L21-22: Tumour Immunity Flashcards
NK cells and tumours
Express stimulatory and inhibitory cell surface receptors:
STIMULATORY e.g. FcR, CD2, NKG2D
INHIBITORY - MHC-I binding receptors that prevent killing
B Cells/Antibody tumour immunity
B cells can produce Ab against tumour antigens
Ab binds tumour antigen. Fc region of bound Ab recognised by FcR+ cells such as NK cells, macrophages
FcR ligation leads to cellular activation
ADCC (antibody dependent cellular cytotoxicity)
Antibody can also lead to Complement dependent tumour cell lysis
T cell tumour immnity
Lone naive CD8 T cell stimulation through its TCR (no signal 2) leads to anergy.
DC can present exogenously derived Ag via MHC-I pathway and prime CD8 T cells “cross-priming”
DCs can also present to CD4 via MHC-II, which become helper T cells and further enhance CTL activation
End result is an effector CTL that can kill the tumour cell
NKG2D function
NKG2D receptor expressed on NK cells allows recognition of stressed cells by NK cells that still express MHC-I.

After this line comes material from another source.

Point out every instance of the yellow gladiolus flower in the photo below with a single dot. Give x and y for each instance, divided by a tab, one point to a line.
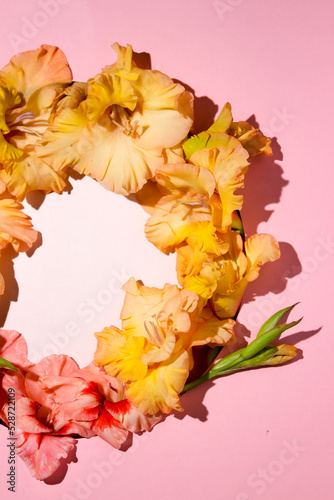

Stressed cells upregulate MIC-A - a ligand for NKG2D receptor
NKT cell TCR recognises
CD1d (MHC-I-like) plus glycolipid Ag
NKT role and function
Very potent cytokine producers (IFNg, IL-4, TNF, provide help for NK and CTL, enhance DC activation
Tumour escape mechanisms
Antigenic modulation:
Tumours genetically unstable - can lose Ag
Lose MHC-I alleles - if all are lost, may become NK cell targets; if some are lost may evade NK cell and CTL
Production of immunosuppressive factors:
TGF-beta, IL-10, PD-L1
Anti-tumour therapy
preventative immunotherapy - virus vaccines
Ab-based immunotherapy - mAb generated against tumour Ag
Cytokine based immunotherapy
Antibody-Based Immunotherapy Method and Challenges
mAb can be generated against tumour antigens
Can be injected to target, inhibit and kill tumours
Either alone or coupled to reagents that kill target.
mAb alone – block molecules important to tumour growth, or activates FcR+ cells (e.g. NK) to kill tumour
mAb-toxin conjugate (eg. Ricin) (Immunotoxin)
mAb-radioisotope conjugate
Challenges:
Specificity of Ab (binding to non-tumour cells)
Penetration into large tumours
Instability of tumours (escape mutants)
Limited knowledge of dominant tumour antigens
examples: Anti-CD20 (Rituximab)
Cytokine based immunotherapy
IL-2, IFNa, TNF, IL-12
Problems: Limited success with some tumour types
Often toxic when used systemically
Short half life
Immunisation with tumour cells or antigens
Patient immunised with killed tumour cells, or purified tumour antigens with adjuvant such as BCG, or tumour Ag pulsed onto patient’s DCs.
Problems:
Dominant tumour Ag may be underrepresented in whole tumour preps
Dominant tumour Ag may be patient specific – not widely applicable
MHC-restricted Ag presentation (eg. MAGE1 – only in HLA-A1 patients)
Antigenic modulation – outgrowth of escape mutants
Risk of autoimmunity due to other non-tumour Ag in prep
eg. Vitiligo –destruction of normal melanocytes
Adoptive CAR T Cell Therapy
Chimeric Antigen Receptor T cells:
Patient T cells engineered to express modified tumour Ag-specific antibody receptors (eg. anti-CD19 B cell leukemia marker) fused to intracytoplasmic T cell stimulatory (signal 1) (eg. from CD3zeta) and costimulatory (signal 2) domains (eg. from CD28).
These cells are expanded in vitro and reintroduced to the patient.
Capable of potent tumour destruction.